Вдова прославленного полководца жила в пригороде с уютным названием Зеленые Поляны, и дом у нее был уютный – маленький коттеджик с крохотным садом, типовая муниципальная постройка, впитавшая, видимо, мягкую решительность своей хозяйки. Калитка настоятельно советовала зайти, короткая дорожка, мощеная бетонной плиткой, – поскорее добраться до крыльца, три ступени – шагнуть…
– Здравствуй, – сказала миссис Бьюкок. – Заходи. Как раз пирожки поспели.
– Уютно тут, – повторила Мари вслух.
– При первой же возможности освободила казенную квартиру, – ответила миссис Бьюкок.
И Мари уловила непроизнесенное: "Там слишком многое напоминало".
Она представила себе, каково это – жить там, где все напоминает, и знать, что больше – никогда.
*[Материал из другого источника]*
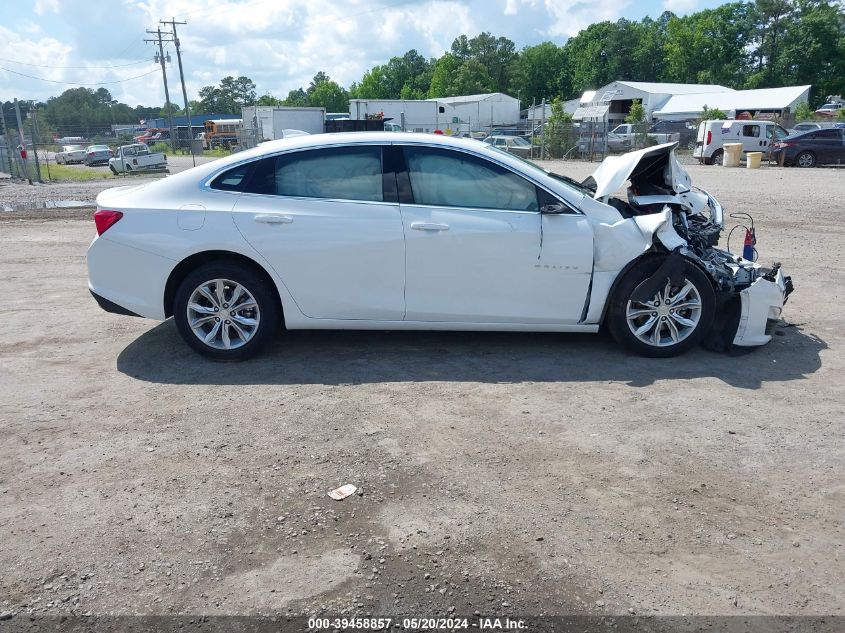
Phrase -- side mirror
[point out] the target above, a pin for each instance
(556, 208)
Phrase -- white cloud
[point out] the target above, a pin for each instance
(280, 44)
(680, 7)
(43, 6)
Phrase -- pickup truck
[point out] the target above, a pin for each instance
(137, 158)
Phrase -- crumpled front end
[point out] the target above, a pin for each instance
(664, 214)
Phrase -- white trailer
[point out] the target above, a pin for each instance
(458, 114)
(266, 123)
(410, 114)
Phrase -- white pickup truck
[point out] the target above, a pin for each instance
(137, 158)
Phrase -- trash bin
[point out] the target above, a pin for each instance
(733, 152)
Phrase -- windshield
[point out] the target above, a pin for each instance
(570, 182)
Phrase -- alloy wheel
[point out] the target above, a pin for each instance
(671, 316)
(223, 314)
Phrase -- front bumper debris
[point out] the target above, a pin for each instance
(761, 306)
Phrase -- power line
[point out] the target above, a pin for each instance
(76, 83)
(14, 61)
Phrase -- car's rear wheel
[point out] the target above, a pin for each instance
(226, 311)
(806, 159)
(669, 322)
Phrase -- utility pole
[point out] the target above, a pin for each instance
(35, 136)
(23, 140)
(32, 115)
(12, 164)
(173, 24)
(160, 57)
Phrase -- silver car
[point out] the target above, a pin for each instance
(70, 154)
(98, 155)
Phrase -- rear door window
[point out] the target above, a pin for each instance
(751, 130)
(447, 178)
(338, 173)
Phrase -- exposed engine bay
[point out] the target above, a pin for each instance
(659, 187)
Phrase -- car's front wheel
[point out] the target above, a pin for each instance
(674, 319)
(226, 311)
(806, 159)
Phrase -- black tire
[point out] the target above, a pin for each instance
(617, 318)
(268, 309)
(805, 159)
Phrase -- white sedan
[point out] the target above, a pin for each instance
(70, 154)
(424, 232)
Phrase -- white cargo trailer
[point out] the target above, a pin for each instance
(266, 123)
(460, 114)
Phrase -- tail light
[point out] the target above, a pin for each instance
(104, 219)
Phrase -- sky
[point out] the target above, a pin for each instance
(48, 46)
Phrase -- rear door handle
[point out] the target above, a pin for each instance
(273, 219)
(429, 226)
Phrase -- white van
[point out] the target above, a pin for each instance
(755, 136)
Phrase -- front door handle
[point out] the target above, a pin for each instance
(429, 226)
(273, 219)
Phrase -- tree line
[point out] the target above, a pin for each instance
(760, 44)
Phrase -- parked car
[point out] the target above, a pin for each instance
(98, 155)
(135, 158)
(513, 144)
(809, 149)
(754, 135)
(684, 132)
(70, 154)
(421, 232)
(829, 109)
(806, 126)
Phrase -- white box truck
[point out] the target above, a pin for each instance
(267, 123)
(755, 136)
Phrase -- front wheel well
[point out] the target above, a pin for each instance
(650, 255)
(184, 268)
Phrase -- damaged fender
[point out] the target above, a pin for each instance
(617, 244)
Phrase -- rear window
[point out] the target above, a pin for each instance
(339, 173)
(232, 180)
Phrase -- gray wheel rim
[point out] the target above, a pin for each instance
(223, 314)
(669, 318)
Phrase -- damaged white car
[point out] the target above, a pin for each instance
(422, 232)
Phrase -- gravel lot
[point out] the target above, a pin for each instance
(16, 195)
(505, 474)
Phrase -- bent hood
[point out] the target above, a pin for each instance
(653, 165)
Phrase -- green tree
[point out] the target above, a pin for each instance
(296, 98)
(268, 100)
(537, 71)
(712, 114)
(559, 132)
(329, 95)
(803, 112)
(637, 117)
(443, 77)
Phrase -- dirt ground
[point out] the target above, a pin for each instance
(504, 474)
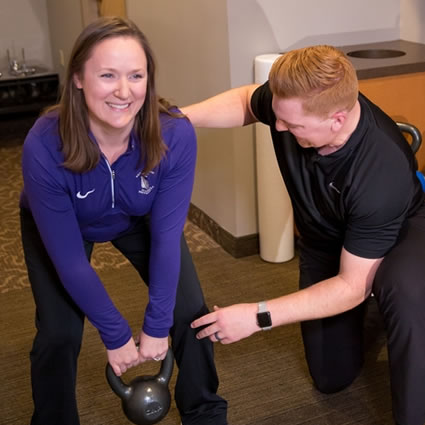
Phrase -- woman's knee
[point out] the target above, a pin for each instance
(58, 339)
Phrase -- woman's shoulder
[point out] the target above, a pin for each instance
(44, 133)
(176, 127)
(46, 124)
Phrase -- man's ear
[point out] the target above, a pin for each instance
(338, 120)
(77, 81)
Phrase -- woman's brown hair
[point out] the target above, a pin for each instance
(80, 153)
(320, 75)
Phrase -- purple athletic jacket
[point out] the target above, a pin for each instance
(100, 205)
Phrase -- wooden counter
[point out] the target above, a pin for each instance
(396, 85)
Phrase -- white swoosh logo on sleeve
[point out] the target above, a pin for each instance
(80, 196)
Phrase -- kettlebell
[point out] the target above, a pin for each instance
(146, 400)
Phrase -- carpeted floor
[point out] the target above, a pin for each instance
(264, 378)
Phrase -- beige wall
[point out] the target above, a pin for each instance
(23, 24)
(412, 26)
(65, 23)
(204, 47)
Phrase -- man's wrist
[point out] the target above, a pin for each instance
(264, 319)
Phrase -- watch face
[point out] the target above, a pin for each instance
(264, 319)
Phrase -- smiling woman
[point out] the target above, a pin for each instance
(114, 83)
(112, 162)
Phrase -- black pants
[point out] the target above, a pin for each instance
(60, 326)
(334, 346)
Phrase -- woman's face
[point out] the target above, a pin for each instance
(114, 81)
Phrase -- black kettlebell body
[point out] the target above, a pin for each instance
(146, 400)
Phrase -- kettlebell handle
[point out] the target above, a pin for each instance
(124, 391)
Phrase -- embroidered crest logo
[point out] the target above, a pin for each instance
(145, 187)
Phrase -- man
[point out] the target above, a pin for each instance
(360, 212)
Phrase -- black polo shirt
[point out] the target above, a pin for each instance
(357, 197)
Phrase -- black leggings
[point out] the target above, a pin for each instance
(334, 346)
(60, 324)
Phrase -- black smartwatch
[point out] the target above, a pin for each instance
(264, 319)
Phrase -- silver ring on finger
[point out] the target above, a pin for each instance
(217, 337)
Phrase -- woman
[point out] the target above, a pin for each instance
(112, 162)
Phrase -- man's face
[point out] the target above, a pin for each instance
(309, 130)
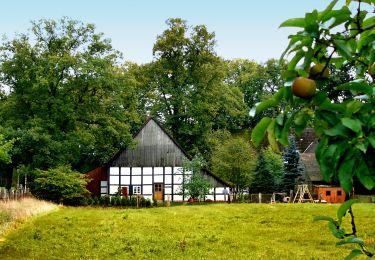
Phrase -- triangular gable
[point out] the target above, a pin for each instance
(155, 147)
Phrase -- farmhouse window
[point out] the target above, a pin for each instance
(136, 189)
(158, 187)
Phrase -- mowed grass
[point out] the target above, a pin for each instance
(215, 231)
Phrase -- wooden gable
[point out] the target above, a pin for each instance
(154, 148)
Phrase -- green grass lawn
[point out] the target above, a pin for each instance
(215, 231)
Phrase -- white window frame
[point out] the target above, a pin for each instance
(136, 190)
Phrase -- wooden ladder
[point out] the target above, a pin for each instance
(301, 191)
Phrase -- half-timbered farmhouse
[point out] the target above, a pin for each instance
(152, 168)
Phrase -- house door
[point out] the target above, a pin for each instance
(158, 191)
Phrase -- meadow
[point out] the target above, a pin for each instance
(214, 231)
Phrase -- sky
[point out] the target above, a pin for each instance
(244, 28)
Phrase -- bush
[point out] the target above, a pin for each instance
(133, 201)
(60, 185)
(125, 201)
(106, 200)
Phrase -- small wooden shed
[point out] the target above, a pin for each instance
(330, 194)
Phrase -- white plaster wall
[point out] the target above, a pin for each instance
(113, 189)
(177, 197)
(177, 179)
(158, 178)
(158, 170)
(220, 197)
(136, 171)
(148, 197)
(177, 188)
(114, 171)
(168, 170)
(114, 179)
(168, 179)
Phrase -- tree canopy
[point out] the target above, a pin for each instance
(345, 126)
(67, 102)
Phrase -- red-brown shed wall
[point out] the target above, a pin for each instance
(97, 175)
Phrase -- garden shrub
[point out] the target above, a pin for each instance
(60, 185)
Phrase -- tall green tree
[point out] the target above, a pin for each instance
(186, 82)
(264, 180)
(68, 102)
(292, 166)
(234, 160)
Каждое утро просыпаться в той же комнате и в той же постели…
А я? Смогла бы я изо дня в день жить на Изерлоне – без него? Там, где всякая мелочь связана с тем временем, когда мы были вместе и были счастливы… как живет сейчас миссис Ян. Ох. Я тоже помню и тоже знаю – никогда больше. Но все-таки я изменила всю мою жизнь, и ребенок!
У миссис Ян и этого нет.
Старая женщина зорко посмотрела на молодую, но сказала только:
– Пей чай. И пирожки ешь, не стесняйся.
Мари отняла руку от живота – надо же, положила ее машинально и не заметила… Стало неловко и жарко.
– Не хочешь – не рассказывай, – добавила миссис Бьюкок, помолчав. – Но мне кажется, тебе нужно с кем-то поговорить. Почему бы не со мной?
…Я так его любила. Он был… не умею я объяснять. Он был лучше всех. Самый красивый, и самый сильный, и самый умный, и самый отважный, и самый добрый. Единственный. Без него пусто и холодно. Я знаю, что мне нужно жить дальше – мне есть, ради чего… ради кого. Но так иногда одиноко… Все мои друзья остались там, в крепости, держат на своих плечах что-то очень важное, доставшееся им от нашего адмирала, и я тоже хотела бы подставить плечо под этот груз – но не могу. У меня теперь другая забота, не такая великая… да важнее у меня и нет. Может быть, вот ради этого я вообще родилась на свет – ради моей заботы. Как вы думаете, я справлюсь?
– Конечно, справишься, – улыбнулась миссис Бьюкок. – Все справляются. Что ж ты думаешь – ты первая женщина во вселенной, которой предстоит воспитывать ребенка?
Разве я произнесла – ребенок? А, неважно. Она все понимает, в ее-то годы, она меня насквозь видит.
Жаль, она не помнит Райнера. Не встречалась с ним. Зато она помнит адмирала Яна, и с миссис Ян знакома, и с Кассельнами, и про Юлиана Минца ей было интересно услышать.
И – никогда прежде Мари не встречала человека, который так умел бы слушать.
Проговорили до сумерек, и только на обратном пути домой Мари сообразила, что рассказала о себе больше, чем, как ей казалось, вообще знала о своих горестях. Стало совестно: совсем заболтала старушку. Но вроде бы та не только не возражала – поощряла. Может, и ничего?
А ведь она совсем одна, у нее вовсе никого не осталось, на старости-то лет.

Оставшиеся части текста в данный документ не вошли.